SILS is rarely applied for gastric cancer surgery. To the best of our knowledge, there have been only three reports describing this procedure for patients with EGC [5, 6, 7]. Furthermore, all these reports involve SIDG with one or two additional assistant ports.
This is the first case report describing successful single-incision laparoscopic total gastrectomy for early gastric cancer and also the first “pure” SITG without any additional assistant port. In our institution, we conducted an animal study in porcine models before the clinical application of SILS for EGC. We found that D1+beta LND could be performed during SIDG in this animal model .
After this animal study, we performed SIDG in 11 EGC patients with the approval of our institutional review board. We reported the first two cases as case reports . Based on these experiences, we prepared to perform pure SITG. The indication of SITG and conventional laparoscopic total gastrectomy (LTG) in our institution was clinical stage I (cT1-T2N0). The initial decision to perform SITG or LTG was mainly determined by the patient’s body mass index, which was between 18 and 21 kg/m2.

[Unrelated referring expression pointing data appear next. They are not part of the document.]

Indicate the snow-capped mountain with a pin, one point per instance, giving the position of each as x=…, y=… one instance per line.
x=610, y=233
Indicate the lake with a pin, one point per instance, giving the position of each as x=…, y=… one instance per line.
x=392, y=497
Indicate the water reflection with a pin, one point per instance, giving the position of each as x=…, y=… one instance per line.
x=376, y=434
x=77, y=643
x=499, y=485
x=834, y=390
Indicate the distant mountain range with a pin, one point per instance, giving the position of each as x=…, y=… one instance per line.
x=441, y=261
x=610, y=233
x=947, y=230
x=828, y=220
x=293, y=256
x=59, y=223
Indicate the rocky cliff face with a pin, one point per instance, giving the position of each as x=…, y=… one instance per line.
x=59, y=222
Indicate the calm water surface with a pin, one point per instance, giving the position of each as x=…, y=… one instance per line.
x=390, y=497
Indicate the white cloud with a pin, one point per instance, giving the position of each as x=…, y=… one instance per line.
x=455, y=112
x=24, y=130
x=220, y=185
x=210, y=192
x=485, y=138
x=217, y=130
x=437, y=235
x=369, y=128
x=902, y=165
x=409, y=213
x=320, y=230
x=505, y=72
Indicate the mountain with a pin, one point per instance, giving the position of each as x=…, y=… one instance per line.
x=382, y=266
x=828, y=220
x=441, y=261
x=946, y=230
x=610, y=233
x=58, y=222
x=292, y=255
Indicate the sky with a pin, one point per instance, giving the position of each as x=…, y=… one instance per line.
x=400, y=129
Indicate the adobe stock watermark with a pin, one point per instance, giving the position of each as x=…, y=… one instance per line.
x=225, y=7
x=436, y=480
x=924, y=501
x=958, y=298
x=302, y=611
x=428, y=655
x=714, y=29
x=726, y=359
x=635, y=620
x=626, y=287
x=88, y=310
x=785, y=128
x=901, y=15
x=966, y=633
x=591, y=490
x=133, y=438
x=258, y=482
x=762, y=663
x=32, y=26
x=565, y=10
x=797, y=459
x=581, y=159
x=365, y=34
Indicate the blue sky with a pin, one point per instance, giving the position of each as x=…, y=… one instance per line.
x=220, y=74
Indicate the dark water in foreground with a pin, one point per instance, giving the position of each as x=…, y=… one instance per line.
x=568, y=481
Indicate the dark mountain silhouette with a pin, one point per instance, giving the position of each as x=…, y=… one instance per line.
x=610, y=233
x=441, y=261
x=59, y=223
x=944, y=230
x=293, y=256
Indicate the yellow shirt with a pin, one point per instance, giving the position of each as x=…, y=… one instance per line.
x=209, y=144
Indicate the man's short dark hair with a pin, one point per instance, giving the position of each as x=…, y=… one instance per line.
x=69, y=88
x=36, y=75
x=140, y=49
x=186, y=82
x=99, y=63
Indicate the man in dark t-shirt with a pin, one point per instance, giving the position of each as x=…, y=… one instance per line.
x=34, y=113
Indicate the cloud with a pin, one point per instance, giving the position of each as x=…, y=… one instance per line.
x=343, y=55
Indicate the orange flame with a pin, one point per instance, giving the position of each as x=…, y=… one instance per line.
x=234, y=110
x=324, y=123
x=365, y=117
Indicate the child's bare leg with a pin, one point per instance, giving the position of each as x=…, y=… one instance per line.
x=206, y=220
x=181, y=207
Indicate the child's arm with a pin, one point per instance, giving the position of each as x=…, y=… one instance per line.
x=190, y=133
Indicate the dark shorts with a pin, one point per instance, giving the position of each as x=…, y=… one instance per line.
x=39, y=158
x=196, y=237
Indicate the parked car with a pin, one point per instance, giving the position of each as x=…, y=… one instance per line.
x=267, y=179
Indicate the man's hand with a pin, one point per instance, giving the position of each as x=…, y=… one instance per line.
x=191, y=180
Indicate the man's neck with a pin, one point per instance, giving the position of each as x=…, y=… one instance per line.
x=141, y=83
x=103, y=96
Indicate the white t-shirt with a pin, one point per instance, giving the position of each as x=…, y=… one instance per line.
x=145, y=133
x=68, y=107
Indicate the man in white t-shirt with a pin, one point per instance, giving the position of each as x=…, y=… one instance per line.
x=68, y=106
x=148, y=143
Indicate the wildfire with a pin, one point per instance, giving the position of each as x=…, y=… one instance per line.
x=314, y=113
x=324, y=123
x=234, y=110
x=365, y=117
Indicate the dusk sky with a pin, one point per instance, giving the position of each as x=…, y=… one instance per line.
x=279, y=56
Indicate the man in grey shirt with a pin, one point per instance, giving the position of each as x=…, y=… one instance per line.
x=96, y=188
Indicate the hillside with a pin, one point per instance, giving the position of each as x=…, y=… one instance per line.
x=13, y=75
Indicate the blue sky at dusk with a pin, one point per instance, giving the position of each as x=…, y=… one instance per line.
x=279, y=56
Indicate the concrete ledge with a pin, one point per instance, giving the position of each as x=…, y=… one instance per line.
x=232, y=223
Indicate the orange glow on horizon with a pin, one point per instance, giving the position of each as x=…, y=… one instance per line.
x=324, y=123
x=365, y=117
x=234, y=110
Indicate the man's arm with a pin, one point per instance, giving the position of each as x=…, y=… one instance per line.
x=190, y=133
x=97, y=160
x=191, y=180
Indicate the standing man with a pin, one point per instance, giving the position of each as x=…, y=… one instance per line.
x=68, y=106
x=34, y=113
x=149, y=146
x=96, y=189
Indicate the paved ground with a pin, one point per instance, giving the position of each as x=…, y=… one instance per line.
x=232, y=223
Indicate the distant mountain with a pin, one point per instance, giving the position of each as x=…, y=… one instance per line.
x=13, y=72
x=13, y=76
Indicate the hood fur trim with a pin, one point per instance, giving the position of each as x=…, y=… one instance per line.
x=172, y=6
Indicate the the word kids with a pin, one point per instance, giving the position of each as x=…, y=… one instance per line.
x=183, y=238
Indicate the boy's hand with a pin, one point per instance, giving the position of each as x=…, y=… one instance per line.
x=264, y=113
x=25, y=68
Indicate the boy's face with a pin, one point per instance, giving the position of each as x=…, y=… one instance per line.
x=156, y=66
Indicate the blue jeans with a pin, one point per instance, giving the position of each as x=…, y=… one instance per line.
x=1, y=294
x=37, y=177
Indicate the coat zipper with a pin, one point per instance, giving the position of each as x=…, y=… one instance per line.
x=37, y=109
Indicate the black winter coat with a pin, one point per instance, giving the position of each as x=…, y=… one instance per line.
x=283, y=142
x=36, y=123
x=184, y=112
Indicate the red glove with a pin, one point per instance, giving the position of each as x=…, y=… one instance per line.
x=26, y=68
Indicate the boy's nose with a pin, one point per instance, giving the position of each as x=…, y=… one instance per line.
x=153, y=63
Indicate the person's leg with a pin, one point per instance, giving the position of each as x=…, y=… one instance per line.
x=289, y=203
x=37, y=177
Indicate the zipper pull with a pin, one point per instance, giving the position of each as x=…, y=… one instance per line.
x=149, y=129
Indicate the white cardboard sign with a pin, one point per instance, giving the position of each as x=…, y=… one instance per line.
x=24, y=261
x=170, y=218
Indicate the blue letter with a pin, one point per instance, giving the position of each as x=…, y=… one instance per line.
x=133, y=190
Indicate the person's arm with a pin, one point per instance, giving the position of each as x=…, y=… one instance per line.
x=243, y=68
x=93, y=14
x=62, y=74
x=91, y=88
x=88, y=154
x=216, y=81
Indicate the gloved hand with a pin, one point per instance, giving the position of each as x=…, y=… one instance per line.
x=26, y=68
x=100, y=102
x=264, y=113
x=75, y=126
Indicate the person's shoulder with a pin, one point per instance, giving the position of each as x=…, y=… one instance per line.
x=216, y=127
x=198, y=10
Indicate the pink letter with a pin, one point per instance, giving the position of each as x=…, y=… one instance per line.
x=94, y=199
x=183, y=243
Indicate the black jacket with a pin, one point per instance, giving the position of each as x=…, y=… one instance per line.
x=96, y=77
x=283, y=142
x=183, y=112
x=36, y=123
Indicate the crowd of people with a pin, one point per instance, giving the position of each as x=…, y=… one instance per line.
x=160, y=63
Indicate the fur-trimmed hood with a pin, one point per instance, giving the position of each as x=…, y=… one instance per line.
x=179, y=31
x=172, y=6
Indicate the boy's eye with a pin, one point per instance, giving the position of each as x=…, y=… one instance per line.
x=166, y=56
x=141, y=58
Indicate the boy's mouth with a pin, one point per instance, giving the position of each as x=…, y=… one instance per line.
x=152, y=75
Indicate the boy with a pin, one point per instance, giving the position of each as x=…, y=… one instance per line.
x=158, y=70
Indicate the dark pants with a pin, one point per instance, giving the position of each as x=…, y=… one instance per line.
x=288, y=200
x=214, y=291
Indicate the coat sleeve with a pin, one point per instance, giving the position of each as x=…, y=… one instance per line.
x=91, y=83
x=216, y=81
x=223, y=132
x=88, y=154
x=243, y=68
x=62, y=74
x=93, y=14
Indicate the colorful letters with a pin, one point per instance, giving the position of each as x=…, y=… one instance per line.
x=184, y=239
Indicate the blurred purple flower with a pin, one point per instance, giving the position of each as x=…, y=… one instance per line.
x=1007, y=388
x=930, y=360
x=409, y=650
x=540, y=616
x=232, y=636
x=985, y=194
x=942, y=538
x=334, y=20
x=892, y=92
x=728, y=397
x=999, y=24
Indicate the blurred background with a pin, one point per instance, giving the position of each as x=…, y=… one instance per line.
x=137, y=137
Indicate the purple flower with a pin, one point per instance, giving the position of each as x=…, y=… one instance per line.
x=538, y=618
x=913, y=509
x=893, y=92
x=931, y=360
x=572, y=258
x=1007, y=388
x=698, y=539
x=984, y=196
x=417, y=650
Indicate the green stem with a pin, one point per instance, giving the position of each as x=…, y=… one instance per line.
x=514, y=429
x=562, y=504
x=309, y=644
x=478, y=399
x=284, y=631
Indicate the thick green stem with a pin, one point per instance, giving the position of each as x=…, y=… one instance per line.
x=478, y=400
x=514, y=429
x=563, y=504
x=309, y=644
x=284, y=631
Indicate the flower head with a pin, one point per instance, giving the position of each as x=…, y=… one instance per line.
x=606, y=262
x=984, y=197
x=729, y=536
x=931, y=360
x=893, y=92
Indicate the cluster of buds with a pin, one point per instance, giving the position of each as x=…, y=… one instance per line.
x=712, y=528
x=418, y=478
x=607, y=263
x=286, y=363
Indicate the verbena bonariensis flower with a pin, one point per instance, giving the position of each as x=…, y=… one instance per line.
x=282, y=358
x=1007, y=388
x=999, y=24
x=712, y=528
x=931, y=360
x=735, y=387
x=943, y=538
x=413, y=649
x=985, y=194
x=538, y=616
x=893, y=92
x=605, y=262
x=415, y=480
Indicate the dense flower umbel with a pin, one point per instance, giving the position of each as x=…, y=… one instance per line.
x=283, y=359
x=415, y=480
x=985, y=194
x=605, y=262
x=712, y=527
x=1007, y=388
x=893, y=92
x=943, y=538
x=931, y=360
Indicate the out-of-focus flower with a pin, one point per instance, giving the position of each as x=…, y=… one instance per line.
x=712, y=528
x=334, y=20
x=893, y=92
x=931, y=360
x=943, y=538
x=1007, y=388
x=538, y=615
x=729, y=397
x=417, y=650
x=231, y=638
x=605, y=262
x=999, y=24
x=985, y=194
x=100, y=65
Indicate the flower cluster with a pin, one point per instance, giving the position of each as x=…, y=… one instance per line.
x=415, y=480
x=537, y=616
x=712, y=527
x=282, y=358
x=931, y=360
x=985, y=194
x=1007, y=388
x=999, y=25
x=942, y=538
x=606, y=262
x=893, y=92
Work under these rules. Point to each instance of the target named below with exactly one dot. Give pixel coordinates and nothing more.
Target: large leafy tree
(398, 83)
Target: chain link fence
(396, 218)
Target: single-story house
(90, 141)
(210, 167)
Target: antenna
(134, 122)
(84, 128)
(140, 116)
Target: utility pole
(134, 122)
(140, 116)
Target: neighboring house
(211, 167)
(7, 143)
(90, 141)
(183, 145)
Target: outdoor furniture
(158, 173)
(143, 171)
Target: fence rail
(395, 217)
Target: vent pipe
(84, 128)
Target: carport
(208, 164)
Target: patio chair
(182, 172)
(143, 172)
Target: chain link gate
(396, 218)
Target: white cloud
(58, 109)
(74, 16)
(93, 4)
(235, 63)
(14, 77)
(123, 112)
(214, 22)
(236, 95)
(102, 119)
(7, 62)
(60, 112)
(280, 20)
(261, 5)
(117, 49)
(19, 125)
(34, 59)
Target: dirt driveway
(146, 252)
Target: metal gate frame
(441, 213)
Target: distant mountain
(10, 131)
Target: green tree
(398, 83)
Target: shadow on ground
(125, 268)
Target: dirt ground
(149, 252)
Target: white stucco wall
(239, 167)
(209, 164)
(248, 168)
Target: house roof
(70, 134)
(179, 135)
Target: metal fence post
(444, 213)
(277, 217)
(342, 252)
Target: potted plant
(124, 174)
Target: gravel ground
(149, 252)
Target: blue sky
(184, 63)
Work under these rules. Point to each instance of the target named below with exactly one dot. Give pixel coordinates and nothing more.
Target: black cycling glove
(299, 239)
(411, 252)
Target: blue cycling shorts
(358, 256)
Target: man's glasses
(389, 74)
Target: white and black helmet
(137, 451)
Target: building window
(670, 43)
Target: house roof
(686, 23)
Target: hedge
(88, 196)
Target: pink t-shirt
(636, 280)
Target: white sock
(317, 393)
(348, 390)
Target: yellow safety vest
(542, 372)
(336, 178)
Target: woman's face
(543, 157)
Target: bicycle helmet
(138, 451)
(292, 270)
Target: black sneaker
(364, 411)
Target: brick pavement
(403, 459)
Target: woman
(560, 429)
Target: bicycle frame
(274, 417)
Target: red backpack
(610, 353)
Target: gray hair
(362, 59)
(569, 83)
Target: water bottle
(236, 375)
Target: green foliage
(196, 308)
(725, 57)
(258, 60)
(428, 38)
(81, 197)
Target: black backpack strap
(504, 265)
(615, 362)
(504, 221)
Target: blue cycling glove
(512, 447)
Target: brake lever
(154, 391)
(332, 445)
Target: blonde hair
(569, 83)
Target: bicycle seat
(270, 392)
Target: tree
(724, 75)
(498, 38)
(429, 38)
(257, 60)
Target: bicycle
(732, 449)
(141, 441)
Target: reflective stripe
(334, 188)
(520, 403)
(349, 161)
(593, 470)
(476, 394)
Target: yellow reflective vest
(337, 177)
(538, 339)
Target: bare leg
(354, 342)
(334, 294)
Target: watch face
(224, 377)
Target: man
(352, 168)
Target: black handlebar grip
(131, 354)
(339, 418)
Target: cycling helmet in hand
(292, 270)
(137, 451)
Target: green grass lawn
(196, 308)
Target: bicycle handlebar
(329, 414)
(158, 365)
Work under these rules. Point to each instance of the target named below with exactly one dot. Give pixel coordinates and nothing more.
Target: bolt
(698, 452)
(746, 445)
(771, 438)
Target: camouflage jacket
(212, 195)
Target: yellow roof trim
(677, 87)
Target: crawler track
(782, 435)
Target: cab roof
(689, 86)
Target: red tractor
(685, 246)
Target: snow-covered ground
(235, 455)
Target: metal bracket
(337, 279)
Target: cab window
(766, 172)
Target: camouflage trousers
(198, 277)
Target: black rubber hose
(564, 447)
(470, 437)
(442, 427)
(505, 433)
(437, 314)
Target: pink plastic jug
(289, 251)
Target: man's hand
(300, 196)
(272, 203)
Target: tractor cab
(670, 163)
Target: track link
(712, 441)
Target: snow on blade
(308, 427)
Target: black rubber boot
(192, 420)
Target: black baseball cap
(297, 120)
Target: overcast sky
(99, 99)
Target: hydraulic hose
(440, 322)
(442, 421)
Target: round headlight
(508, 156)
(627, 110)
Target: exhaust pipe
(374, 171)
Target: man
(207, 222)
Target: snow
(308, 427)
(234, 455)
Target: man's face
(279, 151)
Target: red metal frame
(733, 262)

For pure SITG, the single-port device is very important for simple and less stressful surgery. The Glove port (Nelis, Buchen, Gyeonggi, Korea) is very effective, with the angle easily adjustable and no air leakage. Each valve can use 2- to 12-mm instruments. In addition, because the port is transparent, instruments can be inserted under direct visualization.
However, it can be difficult to maintain an optimal view in SITG, because of repeated clashes of the camera with the instruments. This technical challenge can be overcome with a flexible HD camera and an experienced camera operator. Further, a curved grasper can improve surgical performance, with less interference, thereby facilitating SILS with reduced time required and improved dexterity. In the future, a 5-mm flexible HD scope may help resolve the clashing of instruments, as more space would be available to move the instruments.
Conflict of interest
Drs. S.-H. Ahn, D.J. Park, S.Y. Son, C.-M. Lee, and H.-H. Kim have no conflicts of interest or financial ties to disclose.